One thing that annoys me is the way a lot of stoves have the controls along the back, requiring you to reach across the top of hot, steaming, bubbling, spattering pots and pans to use them. Makes more sense from an ergonomics and safety perspective to put the controls on the front, though I’m sure it’s cheaper for the manufacturers to build when all of the gas lines and/or wiring is in one spot under the back panel.

It’s a matter of taste and lifestyle. I’ve had stoves with controls in front and ones with them in the back. In the back keeps them away from young kids and closer to eye level. In front may be easier to reach but harder to read and more vulnerable to accidental bumping.

A neighbor has a cooktop he custom mounted himself, with the controls near eye level, but on a panel next to the stove, facing the room. It’s the best of both!

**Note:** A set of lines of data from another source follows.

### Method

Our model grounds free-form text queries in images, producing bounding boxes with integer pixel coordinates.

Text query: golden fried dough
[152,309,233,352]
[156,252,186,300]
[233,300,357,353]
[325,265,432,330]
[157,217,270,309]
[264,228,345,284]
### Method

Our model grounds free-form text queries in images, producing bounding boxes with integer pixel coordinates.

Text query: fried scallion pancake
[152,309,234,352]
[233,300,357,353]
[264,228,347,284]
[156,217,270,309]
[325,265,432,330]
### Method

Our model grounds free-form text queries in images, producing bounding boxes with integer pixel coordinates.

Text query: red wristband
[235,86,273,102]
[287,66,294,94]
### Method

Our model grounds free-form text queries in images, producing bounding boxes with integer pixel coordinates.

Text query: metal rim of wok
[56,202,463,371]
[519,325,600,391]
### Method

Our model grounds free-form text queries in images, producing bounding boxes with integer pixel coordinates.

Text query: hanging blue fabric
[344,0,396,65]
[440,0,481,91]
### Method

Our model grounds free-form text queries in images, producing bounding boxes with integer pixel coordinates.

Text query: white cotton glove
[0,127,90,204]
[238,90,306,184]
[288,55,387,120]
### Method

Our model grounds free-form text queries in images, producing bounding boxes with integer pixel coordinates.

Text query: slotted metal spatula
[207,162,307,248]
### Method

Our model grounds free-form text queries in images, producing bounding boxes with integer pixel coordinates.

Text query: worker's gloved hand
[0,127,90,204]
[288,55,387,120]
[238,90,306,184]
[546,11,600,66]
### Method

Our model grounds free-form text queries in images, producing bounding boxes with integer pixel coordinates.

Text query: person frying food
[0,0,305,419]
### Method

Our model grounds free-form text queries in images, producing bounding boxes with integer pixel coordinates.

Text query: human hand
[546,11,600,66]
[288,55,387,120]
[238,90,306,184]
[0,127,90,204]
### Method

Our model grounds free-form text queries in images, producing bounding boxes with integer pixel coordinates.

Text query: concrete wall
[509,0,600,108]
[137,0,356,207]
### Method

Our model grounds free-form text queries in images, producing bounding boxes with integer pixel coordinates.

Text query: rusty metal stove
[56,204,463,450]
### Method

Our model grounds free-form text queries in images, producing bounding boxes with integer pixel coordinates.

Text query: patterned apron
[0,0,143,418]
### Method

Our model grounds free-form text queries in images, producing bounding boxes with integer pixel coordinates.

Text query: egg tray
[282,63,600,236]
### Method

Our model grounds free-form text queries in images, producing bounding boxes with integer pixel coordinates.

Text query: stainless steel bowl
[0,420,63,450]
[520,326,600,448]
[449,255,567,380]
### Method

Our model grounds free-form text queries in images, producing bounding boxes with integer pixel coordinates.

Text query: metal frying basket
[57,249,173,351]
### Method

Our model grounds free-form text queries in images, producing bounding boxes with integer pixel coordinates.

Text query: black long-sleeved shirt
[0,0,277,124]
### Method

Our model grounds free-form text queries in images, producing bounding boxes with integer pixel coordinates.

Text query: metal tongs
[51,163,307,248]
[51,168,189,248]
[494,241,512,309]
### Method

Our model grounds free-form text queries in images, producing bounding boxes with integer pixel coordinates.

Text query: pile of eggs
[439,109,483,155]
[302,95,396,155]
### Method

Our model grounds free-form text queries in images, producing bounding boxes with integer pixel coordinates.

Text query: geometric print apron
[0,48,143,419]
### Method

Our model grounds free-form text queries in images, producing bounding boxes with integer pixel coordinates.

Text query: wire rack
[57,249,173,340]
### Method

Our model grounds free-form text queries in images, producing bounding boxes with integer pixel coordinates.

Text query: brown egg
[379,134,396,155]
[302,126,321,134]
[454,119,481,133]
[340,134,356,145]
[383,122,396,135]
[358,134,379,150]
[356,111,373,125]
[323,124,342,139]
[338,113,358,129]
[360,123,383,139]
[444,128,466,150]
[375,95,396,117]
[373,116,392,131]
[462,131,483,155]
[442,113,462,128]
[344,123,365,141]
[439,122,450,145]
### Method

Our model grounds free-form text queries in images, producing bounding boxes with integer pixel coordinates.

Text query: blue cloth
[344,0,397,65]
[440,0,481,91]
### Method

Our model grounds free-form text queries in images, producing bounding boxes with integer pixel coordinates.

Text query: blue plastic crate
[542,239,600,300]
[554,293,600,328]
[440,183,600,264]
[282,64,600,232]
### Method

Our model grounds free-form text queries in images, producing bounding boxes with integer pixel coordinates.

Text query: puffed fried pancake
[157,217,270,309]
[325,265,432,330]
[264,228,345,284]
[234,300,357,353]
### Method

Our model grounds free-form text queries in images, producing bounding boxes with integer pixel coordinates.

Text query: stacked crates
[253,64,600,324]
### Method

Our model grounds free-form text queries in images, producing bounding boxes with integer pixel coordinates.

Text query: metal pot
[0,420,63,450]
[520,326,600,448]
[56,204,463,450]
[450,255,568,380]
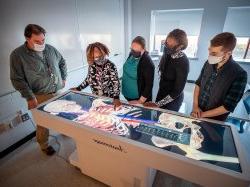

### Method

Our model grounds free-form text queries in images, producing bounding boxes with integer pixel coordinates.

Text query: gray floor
[0,133,198,187]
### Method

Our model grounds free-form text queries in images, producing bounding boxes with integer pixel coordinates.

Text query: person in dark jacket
[144,29,189,111]
[122,36,155,104]
[191,32,247,121]
[72,42,121,109]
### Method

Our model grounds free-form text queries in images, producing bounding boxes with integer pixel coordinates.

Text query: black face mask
[163,45,177,55]
[130,49,141,58]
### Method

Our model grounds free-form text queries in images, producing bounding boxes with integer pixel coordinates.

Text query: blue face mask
[94,57,106,65]
[163,45,177,55]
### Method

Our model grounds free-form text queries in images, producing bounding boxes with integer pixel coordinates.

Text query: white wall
[0,0,125,151]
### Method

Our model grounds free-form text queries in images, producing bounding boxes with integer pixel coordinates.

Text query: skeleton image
[154,113,204,149]
[75,99,129,135]
[43,100,82,114]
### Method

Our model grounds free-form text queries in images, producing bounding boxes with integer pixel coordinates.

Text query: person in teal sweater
[122,36,155,104]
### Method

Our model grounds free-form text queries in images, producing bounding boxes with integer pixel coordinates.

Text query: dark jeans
[161,93,184,112]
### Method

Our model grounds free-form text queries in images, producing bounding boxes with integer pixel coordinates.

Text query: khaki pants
[35,94,56,150]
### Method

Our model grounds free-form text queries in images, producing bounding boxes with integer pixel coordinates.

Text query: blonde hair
[86,42,110,64]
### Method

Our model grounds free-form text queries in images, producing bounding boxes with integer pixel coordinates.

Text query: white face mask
[34,43,45,52]
[208,55,223,64]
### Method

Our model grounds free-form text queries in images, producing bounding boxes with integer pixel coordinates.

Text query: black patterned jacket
[77,60,120,99]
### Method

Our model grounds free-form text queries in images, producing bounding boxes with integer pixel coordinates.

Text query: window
[233,37,250,62]
[223,7,250,62]
[154,35,198,58]
[150,9,203,58]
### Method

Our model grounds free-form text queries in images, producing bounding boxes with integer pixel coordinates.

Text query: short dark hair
[167,29,188,50]
[24,24,46,38]
[210,32,237,51]
[132,36,146,49]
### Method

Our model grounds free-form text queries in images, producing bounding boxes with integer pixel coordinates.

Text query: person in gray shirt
[10,24,67,155]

Any television that I’ve ever owned because I can’t correct the width of the picture. You watch a sporting event and can’t see one team’s score because it’s too far on the right to appear on my screen. If I could tweak that, maybe I’d be able to see the entire picture. But no, mere mortals like myself can’t be trusted to make such an adjustment.

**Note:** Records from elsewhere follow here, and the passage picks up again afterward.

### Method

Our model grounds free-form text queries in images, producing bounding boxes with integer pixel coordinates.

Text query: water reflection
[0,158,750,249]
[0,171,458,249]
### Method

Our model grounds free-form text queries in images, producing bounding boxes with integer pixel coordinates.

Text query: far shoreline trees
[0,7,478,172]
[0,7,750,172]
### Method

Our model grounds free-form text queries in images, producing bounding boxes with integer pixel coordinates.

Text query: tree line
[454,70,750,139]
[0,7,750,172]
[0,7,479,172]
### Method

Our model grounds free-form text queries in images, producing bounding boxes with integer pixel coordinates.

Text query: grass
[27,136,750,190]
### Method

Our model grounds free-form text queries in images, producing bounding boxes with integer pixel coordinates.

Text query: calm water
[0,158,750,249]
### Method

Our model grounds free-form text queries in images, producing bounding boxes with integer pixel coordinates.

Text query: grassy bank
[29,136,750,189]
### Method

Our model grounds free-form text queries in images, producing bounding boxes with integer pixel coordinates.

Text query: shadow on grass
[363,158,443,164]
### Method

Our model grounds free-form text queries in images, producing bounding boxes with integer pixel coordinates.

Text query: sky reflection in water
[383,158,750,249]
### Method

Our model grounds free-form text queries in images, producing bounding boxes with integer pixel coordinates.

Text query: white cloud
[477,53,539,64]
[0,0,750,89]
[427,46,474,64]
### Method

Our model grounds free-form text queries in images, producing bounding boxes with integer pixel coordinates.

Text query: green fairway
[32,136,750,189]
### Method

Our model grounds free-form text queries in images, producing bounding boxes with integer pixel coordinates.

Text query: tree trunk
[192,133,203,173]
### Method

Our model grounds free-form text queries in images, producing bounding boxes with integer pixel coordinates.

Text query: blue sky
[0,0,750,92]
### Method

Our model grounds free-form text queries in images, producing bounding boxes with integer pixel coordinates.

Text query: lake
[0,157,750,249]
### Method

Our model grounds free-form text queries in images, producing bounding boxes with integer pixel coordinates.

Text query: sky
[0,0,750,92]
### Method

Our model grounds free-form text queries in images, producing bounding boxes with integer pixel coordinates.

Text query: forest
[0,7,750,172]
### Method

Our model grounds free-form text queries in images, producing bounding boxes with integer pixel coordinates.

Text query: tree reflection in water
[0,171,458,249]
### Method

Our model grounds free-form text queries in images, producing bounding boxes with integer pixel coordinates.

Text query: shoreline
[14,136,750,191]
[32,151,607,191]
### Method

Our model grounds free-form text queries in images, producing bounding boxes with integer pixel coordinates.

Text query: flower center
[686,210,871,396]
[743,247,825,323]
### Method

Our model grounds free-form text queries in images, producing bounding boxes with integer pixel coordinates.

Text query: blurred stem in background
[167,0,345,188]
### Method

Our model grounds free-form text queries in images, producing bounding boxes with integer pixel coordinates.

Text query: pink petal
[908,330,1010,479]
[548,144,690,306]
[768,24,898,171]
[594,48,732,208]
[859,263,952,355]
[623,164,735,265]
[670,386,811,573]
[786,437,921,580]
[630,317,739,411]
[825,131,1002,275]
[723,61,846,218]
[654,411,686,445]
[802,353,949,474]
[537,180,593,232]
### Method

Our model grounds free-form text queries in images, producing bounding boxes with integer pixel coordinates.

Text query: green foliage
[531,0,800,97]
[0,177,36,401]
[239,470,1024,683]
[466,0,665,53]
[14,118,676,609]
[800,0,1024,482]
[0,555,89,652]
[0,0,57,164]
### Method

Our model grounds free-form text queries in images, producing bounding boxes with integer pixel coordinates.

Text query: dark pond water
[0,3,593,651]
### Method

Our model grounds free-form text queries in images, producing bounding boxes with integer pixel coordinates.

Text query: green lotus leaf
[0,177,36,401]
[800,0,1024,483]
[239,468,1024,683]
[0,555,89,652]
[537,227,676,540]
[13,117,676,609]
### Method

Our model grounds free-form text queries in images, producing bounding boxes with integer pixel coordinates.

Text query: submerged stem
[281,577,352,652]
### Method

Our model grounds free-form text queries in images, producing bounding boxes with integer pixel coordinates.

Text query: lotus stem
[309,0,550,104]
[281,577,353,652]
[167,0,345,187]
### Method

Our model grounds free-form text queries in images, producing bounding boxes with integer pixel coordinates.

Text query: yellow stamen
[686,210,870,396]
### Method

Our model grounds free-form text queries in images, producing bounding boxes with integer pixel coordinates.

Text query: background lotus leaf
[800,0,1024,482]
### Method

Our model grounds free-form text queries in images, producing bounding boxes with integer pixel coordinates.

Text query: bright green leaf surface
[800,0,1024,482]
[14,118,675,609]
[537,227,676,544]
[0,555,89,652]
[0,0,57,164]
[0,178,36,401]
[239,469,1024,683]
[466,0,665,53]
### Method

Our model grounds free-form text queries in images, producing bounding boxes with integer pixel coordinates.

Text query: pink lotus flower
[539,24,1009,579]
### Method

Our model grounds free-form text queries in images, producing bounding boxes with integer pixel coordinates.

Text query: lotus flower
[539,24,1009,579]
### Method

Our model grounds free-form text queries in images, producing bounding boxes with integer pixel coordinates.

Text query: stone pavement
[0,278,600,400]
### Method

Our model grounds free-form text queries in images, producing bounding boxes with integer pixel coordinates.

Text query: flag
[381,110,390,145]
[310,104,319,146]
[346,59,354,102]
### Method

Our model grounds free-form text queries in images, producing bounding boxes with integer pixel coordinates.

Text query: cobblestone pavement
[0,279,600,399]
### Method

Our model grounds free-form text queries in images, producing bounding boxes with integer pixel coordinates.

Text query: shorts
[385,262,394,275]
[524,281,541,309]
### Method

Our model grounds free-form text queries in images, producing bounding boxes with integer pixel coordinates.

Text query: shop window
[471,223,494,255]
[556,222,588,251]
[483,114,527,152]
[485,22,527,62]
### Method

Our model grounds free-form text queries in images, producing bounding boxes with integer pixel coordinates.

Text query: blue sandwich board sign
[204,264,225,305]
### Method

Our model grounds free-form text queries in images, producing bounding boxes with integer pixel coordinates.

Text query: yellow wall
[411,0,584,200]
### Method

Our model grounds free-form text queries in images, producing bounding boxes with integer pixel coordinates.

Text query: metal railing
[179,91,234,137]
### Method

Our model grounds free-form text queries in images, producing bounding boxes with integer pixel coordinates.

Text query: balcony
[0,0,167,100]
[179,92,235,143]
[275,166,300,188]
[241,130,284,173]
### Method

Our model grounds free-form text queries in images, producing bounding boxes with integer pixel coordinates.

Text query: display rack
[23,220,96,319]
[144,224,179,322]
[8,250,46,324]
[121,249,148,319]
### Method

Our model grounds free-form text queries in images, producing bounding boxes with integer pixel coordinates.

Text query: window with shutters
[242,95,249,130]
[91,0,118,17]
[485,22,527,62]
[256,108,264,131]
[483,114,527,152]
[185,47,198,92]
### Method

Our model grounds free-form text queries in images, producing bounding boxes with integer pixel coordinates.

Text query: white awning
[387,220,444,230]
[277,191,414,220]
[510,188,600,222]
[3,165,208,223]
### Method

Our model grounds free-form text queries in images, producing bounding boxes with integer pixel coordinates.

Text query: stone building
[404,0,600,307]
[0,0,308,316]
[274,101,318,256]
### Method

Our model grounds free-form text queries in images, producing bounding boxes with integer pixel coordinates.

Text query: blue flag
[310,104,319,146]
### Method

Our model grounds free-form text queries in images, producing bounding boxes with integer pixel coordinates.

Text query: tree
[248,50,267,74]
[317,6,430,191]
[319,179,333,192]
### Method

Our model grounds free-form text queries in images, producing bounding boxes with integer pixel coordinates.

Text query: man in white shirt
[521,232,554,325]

VCRs without the VCR/TV button on the console. Can’t find the remote, can’t use the VCR. Just ONE button on the console would make it usable or make it so that pressing PLAY on the console makes it go to VCR mode.

VCRs, TVs, DVD players, everything. You’re in the back of your wall unit trying to hook things up, there isn’t too much light back there and now you have to figure out which socket is input, which is output, which goes with what component, etc. Raised black lettering on a black plastic surface doesn’t show up terribly well when you’re trying to hook things up in a poorly lit area. How much would it cost to have a little roller add some white paint to those letters so we can read them?

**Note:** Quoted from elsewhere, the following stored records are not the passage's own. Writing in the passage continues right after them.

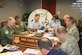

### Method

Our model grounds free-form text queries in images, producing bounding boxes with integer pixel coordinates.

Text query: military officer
[65,17,79,41]
[0,17,26,46]
[15,16,28,32]
[50,15,61,28]
[28,14,41,30]
[55,26,80,55]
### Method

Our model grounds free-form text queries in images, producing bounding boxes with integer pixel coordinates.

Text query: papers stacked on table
[24,48,39,55]
[4,44,19,50]
[0,51,23,55]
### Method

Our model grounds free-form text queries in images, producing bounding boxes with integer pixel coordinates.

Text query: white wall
[56,0,82,20]
[0,0,41,22]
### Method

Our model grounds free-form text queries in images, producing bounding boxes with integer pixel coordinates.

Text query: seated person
[15,16,28,32]
[50,15,61,28]
[28,14,41,31]
[55,26,81,55]
[38,38,67,55]
[0,17,27,46]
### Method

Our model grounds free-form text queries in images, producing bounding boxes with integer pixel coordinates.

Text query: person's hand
[23,53,29,55]
[21,31,29,35]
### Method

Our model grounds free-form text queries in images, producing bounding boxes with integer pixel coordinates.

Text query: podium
[12,35,40,51]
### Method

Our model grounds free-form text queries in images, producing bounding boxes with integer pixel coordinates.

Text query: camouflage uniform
[15,22,28,32]
[60,35,80,55]
[0,25,21,46]
[67,23,79,41]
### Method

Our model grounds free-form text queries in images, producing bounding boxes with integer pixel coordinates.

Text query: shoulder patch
[5,30,9,34]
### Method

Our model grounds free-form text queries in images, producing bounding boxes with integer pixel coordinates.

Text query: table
[12,35,40,51]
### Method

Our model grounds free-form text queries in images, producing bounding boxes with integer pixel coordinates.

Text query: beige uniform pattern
[67,23,79,41]
[60,35,80,55]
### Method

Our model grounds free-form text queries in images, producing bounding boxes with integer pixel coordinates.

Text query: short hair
[38,38,52,50]
[35,14,40,17]
[15,16,21,20]
[56,26,67,34]
[67,17,75,24]
[64,14,70,18]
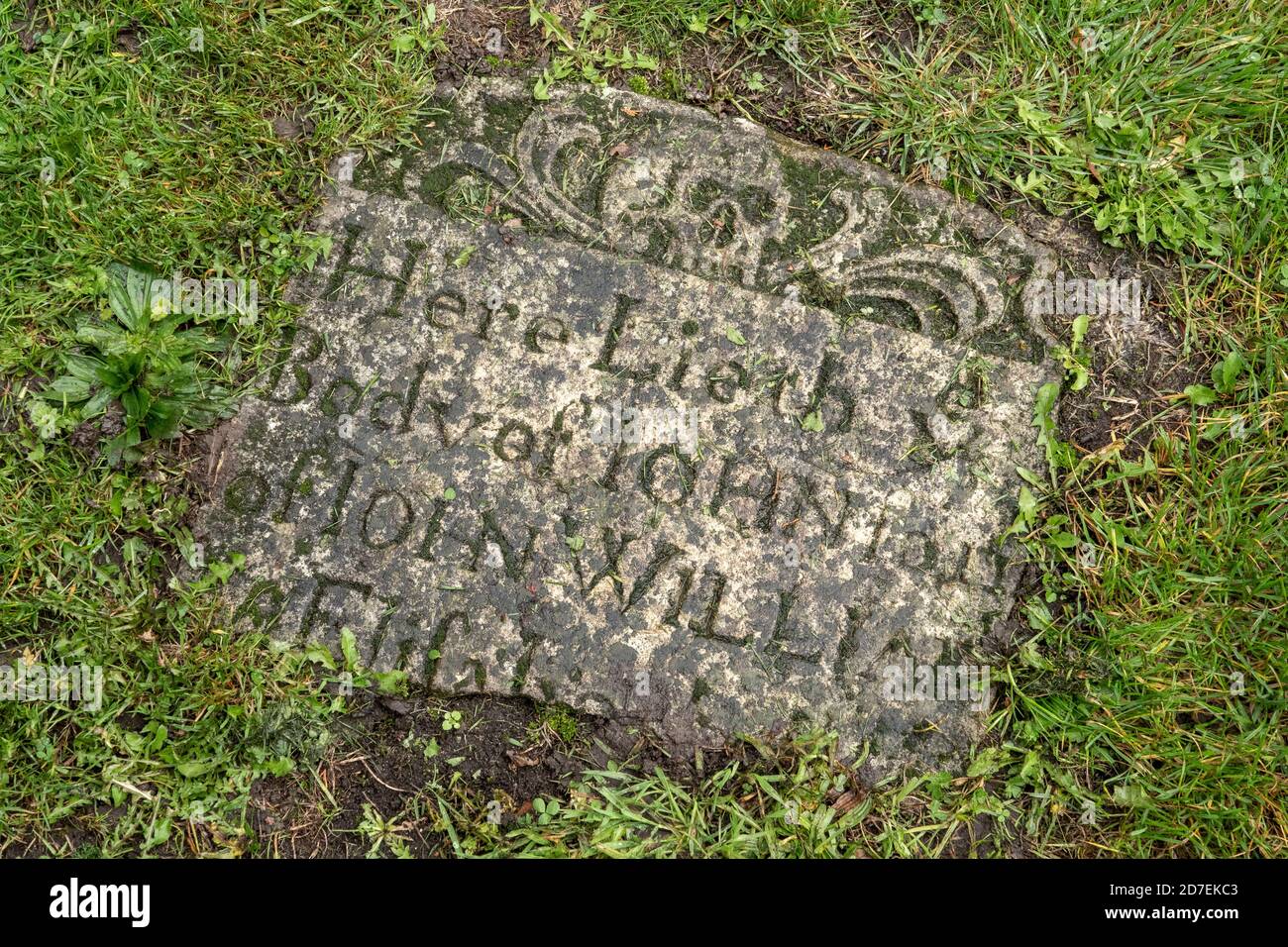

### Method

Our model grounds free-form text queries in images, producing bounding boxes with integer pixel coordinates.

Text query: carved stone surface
[201,75,1053,766]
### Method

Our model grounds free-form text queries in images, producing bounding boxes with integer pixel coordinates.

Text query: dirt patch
[243,693,722,858]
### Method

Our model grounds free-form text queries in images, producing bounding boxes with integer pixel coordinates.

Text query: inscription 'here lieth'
[201,75,1052,763]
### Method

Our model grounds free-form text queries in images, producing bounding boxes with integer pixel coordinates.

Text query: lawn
[0,0,1288,857]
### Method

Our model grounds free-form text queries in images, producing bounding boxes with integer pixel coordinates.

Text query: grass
[0,0,1288,857]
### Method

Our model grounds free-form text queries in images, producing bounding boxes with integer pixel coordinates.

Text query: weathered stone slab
[202,81,1052,764]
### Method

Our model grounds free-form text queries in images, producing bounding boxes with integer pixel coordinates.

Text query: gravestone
[201,80,1053,766]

Remotes that work fine until the instant the batteries die. Can’t they have a low battery light on them?

Remotes with 3 dozen identically sized and shaped buttons. Get real, manufacturers! If your remote has more than 15 buttons, go back to the drawing board.

Old TVs like our RCA floor cabinet set used to have adjustment knobs like that on the back.

CRTs always seem to have some of the screen hidden by the cabinet trim. The newer LCD and Plasma TVs don’t seem to have any of the screen hidden, or at least not much.

Speaking of Macs… why oh why do they not have a physical manual spring-loaded hardware eject mechanism for the DVD drive? IMHO Apple usually does good design, but on this one they have erred.

I have a few CDs that my Mac can’t read (too many scratches, whetever). The computer got stuck in a loop trying to read the disc, and I had to go into terminal and kill off iTunes because it wasn’t letting go. Even rebooting, the disc was still in the drive, and it would try to read it and boot off it. Better if I could pop the disk myself while the computer was shut off.

Do the Mac Pros with tray-loading drives have this problem?

This is actually a similar design issue to the “soft” power switch mentioned above. In days of yore, Macs ran on floppies, so ejecting one would cause bad things to happen. Alternately, the floppy could be writing your data file, and ejecting it would hose the data. So you had to request the disk be ejected through the OS. Apple apparently thought this was a neat thing, so they made CDs act the same.

Yes.

This has been a style-over-function design decision for a long time. Did you know that if you hold the mouse button down while the machine is booting, it will eject any removable media? One of the features that’s been unchanged since 1984…

The eject button on the keyboard is soft (mediated by the OS), so that’s not a surprise. I just want an emergency hard eject for when it goes wrong.

What if you don’t have a mouse? :slight_smile: I have a laptop and a drawing tablet.

I noticed that Apple finally made the trash icon turn into an eject symbol when you drag the icon for a mounted disc to it, so at least that removed one of the most inconsistent tings about the old interface.